Book Review: Onigamissing: Seasons of an Ojibwe Year
Onigamissing is an insightful sharing of Anishinaabeg wisdom and teaching through the stories of Elder and academic Linda LeGrande Grover. This non-fiction work is an exploration of life, family, and growing up, tightly bound with Anishinaabeg teachings over the course of the four seasons.
Beginning with Ziigwan, Grover shares memories of babies and springtime activities. She then transitions into Niibin where memories of youth, hers and of her children and grandchildren, are shared within the context of the meaning of summer. Dagwaagin teachings and memories focus on the fall and adulthood. Lastly, she discusses Biboon and becoming an Elder or at least a senior.

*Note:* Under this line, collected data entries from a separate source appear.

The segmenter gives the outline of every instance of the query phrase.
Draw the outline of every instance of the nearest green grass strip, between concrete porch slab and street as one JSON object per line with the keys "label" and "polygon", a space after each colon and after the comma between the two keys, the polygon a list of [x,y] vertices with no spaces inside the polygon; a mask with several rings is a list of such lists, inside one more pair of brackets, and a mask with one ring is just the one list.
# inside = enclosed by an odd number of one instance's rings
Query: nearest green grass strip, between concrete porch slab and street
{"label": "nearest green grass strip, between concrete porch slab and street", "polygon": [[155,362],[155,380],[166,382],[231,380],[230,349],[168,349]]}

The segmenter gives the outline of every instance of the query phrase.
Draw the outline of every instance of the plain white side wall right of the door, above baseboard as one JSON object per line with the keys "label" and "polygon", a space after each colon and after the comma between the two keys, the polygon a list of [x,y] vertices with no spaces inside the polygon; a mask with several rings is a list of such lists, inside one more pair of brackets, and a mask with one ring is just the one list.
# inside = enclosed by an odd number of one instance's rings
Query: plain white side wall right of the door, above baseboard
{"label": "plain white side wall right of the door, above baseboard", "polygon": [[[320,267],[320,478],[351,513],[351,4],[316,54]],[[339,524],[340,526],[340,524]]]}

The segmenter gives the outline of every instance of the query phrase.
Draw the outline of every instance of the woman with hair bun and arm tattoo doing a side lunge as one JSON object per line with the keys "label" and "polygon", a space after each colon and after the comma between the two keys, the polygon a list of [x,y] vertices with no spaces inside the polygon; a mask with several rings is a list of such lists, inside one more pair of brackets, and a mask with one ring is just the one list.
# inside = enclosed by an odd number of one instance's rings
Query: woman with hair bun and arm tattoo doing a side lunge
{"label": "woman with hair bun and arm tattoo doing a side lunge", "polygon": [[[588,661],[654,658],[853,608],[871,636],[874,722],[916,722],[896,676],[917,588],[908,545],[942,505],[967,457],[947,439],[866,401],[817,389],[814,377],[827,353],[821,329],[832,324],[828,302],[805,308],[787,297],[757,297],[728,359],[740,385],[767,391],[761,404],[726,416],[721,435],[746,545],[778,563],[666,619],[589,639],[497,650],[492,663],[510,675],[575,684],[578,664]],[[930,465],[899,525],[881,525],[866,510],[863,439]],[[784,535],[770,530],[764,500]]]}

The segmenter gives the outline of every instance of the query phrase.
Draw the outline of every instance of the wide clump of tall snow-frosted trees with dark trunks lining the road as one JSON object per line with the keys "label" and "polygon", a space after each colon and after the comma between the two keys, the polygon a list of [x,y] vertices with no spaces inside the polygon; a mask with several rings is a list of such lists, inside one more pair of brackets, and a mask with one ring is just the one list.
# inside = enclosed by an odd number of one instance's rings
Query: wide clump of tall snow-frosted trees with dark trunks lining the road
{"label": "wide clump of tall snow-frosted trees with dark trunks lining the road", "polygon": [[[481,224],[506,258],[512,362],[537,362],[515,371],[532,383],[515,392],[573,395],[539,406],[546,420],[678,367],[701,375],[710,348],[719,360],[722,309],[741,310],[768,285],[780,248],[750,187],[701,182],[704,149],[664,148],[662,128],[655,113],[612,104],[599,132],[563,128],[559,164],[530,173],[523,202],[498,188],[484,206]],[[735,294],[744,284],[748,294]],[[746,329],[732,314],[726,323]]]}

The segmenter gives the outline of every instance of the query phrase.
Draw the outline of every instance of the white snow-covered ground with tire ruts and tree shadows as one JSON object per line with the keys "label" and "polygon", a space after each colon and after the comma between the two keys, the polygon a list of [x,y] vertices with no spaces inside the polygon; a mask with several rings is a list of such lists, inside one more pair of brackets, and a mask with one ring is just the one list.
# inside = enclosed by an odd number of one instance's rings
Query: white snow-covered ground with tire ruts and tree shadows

Throughout the work, there is a wonderful personal narrative that readily invokes one’s own memories of growing up and aging in Anishinaabeg country. Beyond invoking memories through sharing, Grover presents a positive narrative set alongside a history, both personal and community based, of the various changes the people of Onigamissing have experienced over the generations.
When combined with traditional teachings and knowledge from a humble yet intimate style of writing, Grover’s work is a beautiful narrative of our survivance as a Nation and the promise of our continued existence as a people far into the future. Simply, despite the vast changes brought about by colonialism and the ‘modern’ world, we, the Anishinaabeg, have managed to maintain the core of our identity and continue to pass our knowledge from generation to generation.
Grover weaves Anishinaabemowin within the text. She offers a direct translation, but the concepts, meanings, and understandings contained within a specific word or phrase are more fully parsed out in the stories that follow. For instance, Grover speaks of mino-bimaadiziwin in terms of the past and of the present and its central importance in all things. She speaks of the importance of both traditional and modern education as key to our peoples’ present and future ‘good lives’. All of the teaching about mino-bimaadiziwin is done via story which brings the concept to life far beyond its translation as ‘balance’ or the ‘good life’.
Personally, the book reminded me of lessons and stories growing up while offering me the opportunity to explore the past and new lessons from another set of stories. This is a book that should be read.
Linda LeGarde Grover, Onigamissing: Seasons of an Ojibwe Year. Minneapolis: University of Minnesota Press, 2017.